DIRHA students taking part in the final seminar of the year.

The newly launched Center for Racial Justice at UC Irvine has received a $684,000 grant to support student-focused programming aimed at reducing hate and extremism. As the campus hub for award-winning programs including the Center for Truth & Racial Healing, the Diversity, Inclusion and Racial Healing Ambassador program, and the Deconstructing Diversity Initiative, the center supports a community-based, intergenerational approach to social justice. Funding received will support program operations for two years and allow for new, expanded lessons on using multimedia to combat hate and extremism.

“This grant comes at a critical time when hate and extremism in an increasingly divided society is taking dangerous root,” says center director Teresa Neighbors.

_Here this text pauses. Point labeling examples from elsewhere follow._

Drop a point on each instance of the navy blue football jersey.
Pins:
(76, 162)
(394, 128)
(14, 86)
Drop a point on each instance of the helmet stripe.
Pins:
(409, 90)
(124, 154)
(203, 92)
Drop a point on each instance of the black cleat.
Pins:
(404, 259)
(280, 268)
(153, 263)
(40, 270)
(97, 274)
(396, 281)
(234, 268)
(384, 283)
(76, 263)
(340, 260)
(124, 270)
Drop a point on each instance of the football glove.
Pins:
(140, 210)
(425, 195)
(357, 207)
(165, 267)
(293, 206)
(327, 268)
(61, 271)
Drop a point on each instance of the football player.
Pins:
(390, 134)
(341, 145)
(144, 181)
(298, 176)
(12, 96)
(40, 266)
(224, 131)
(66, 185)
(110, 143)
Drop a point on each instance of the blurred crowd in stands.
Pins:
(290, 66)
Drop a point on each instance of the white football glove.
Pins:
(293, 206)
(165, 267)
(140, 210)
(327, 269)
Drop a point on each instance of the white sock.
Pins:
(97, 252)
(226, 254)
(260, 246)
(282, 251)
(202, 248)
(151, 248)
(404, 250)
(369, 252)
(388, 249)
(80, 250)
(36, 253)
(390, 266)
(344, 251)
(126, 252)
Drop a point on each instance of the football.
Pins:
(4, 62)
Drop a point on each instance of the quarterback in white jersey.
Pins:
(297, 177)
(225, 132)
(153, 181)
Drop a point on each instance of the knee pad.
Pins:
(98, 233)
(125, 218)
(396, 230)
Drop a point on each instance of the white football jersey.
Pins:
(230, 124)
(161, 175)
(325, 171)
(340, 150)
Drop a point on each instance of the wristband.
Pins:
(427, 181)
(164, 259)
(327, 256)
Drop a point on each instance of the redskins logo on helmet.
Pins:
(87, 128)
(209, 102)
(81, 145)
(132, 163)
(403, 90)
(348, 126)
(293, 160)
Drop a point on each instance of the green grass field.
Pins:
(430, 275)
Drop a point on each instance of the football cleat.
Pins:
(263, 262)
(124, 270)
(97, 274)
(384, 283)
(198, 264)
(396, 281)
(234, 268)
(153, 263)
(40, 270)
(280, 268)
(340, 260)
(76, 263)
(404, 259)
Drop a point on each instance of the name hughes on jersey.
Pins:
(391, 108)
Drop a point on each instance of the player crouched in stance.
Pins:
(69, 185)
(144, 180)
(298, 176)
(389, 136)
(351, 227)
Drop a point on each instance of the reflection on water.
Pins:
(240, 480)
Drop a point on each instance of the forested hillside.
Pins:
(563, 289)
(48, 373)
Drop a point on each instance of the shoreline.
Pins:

Efforts currently underway under the center umbrella include the DDI experiential learning opportunity that allows enrolled Anteaters the opportunity to take part in an intensive educational program focused on racial issues central to U.S. society. Designed for students by students in collaboration with faculty, the program creates a safe space for diverse undergraduates to learn and engage across differences, with a particular focus on examining structures of power and privilege, equity, and social justice. Participants travel to sites of historical and contemporary importance to the experience of race in America to deepen their learning and to gain insights from those working on the ground to address issues of race in their communities, after which they develop and implement community projects to address issues related to race and drive healing in their communities.  The DDI fellows also serve as mentors to high school participants of DIRHA.  In this leadership program, high school youth attend UCI faculty- and staff-led UCI seminars, where they learn about topics spanning race, gender, and religion with the support of their DDI fellow mentors who guide them through discussions to help make materials more digestible, thought-provoking, and age-appropriate for diversity-focused projects they implement within their schools. This year, DIRHA is active in 10 Orange County high schools from San Juan Capistrano to Huntington Beach. With newly received funding, students will be able to apply what they learn in DIRHA to reduce hate and extremism in favor of connected and thriving communities.

“Youth have a great deal of power to act as pillars for communities of belonging for all,” says Neighbors. “We are excited about this opportunity to galvanize the creativity and leadership capacity of Orange County youth.”

Funding for this work began in October and runs through September 2025.

-pictured: DDI students on an experiential learning trip to the Bay Area. DIRHA students taking part in the final seminar of the year.